TokenVL Document Understanding

Model Params DocVQA InfoVQA ChartQA TextVQA OCRBench
InternVL2.5-2B 2B 88.7 60.9 79.2 74.3 804
TokenVL-2B 2B 89.9 61.0 81.1 76.4 821
InternVL2.5-8B 8B 93.0 77.6 84.8 79.1 822
TokenVL-8B 8B 94.2 76.5 86.6 79.9 860

Ablation Study

Configuration DocVQA ChartQA Note
w/o token abstractor, w/o TA 93.1 86.5 Baseline
w/ token abstractor, w/o TA 93.8 86.5 + token abstractor
w/ token abstractor, w/ TA 94.2 86.6 Full model

Key Findings

  • TokenFD surpasses CLIP by 18.78% on zero-shot text segmentation and exceeds InternViT2.5 by over 50% on text retrieval, demonstrating the overwhelming advantage of token-level alignment on text-related tasks.
  • TokenVL-8B achieves an OCRBench score of 860, outperforming InternVL2.5 by 38 points and TextHawk2 by 76 points, confirming that a token-level VFM substantially enhances document understanding capability.
  • The token alignment branch significantly reduces edit distance in full-image text recognition, validating the effectiveness of explicit spatial alignment.

Highlights & Insights

  • Completing the VFM Granularity Spectrum: From CLIP (image-level) → SAM (pixel-level) → TokenFD (token-level), a complete granularity spectrum of visual foundation models is established.

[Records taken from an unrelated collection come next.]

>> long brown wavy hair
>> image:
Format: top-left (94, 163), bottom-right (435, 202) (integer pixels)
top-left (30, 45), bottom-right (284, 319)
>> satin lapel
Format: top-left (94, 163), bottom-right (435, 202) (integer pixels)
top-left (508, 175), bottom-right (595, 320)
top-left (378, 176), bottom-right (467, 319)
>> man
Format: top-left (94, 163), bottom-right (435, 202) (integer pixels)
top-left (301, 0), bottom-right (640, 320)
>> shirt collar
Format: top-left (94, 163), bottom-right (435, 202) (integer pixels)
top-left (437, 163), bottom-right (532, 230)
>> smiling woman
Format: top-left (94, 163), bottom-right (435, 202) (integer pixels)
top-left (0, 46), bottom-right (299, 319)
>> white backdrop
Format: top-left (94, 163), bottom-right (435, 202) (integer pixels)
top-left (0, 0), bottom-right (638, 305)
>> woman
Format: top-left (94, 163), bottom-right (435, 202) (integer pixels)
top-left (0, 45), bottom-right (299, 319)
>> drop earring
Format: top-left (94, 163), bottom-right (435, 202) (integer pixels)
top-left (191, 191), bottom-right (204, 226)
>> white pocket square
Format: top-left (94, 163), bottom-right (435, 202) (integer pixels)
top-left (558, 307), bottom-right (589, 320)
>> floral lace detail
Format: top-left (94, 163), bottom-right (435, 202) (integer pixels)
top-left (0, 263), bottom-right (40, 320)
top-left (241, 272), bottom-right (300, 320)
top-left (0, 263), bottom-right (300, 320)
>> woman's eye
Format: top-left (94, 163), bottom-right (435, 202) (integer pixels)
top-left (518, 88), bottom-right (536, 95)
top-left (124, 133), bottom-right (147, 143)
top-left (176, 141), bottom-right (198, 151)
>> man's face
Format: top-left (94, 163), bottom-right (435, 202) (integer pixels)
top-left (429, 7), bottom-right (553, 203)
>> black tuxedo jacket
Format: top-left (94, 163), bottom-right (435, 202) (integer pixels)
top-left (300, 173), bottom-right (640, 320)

The token level precisely fills the critical gap between semantics and spatial precision.
  • Simple yet Effective Language Encoding: No complex text encoder akin to CLIP is needed; a simple token embedding layer suffices—since the granularity is already at the BPE subword level, contextual understanding is unnecessary.
  • The Importance of Data Engineering: Constructing 1.8 billion high-quality token-mask pairs required four months and three rounds of human review, underscoring the critical role of data quality in foundation model research.

Limitations & Future Work

  • Pre-training requires 64 H800 GPUs, imposing a high computational resource threshold.
  • Only 2B and 8B variants of TokenVL are provided; larger-scale models remain unexplored.
  • The quality of token-level masks depends on the accuracy of upstream OCR and segmentation models.
  • Evaluation is limited to document/OCR-related tasks; the impact on general visual understanding has not been explored.
  • vs. CLIP: CLIP's image-level alignment lacks precision for dense-text scenarios; TokenFD's token-level alignment achieves zero-shot text segmentation performance more than double that of CLIP.
  • vs. InternVL2.5: InternVL2.5 employs InternViT as a general-purpose VFM, whereas TokenFD is specifically designed for text images, consistently outperforming InternVL2.5 on document tasks.
  • vs. SAM: SAM provides pixel-level segmentation but lacks semantic capability; TokenFD achieves both spatial precision and semantic alignment.

Rating

  • Novelty: ⭐⭐⭐⭐⭐ First token-level text image foundation model, filling a critical gap in the VFM granularity spectrum.
  • Experimental Thoroughness: ⭐⭐⭐⭐⭐ Comprehensive coverage of text segmentation, retrieval, VQA, and OCRBench, with detailed ablations.
  • Writing Quality: ⭐⭐⭐⭐ Clear structure with well-organized presentation of the three-layer framework.
  • Value: ⭐⭐⭐⭐⭐ Significant advancement for the document understanding field; dataset, models, and code are fully open-sourced.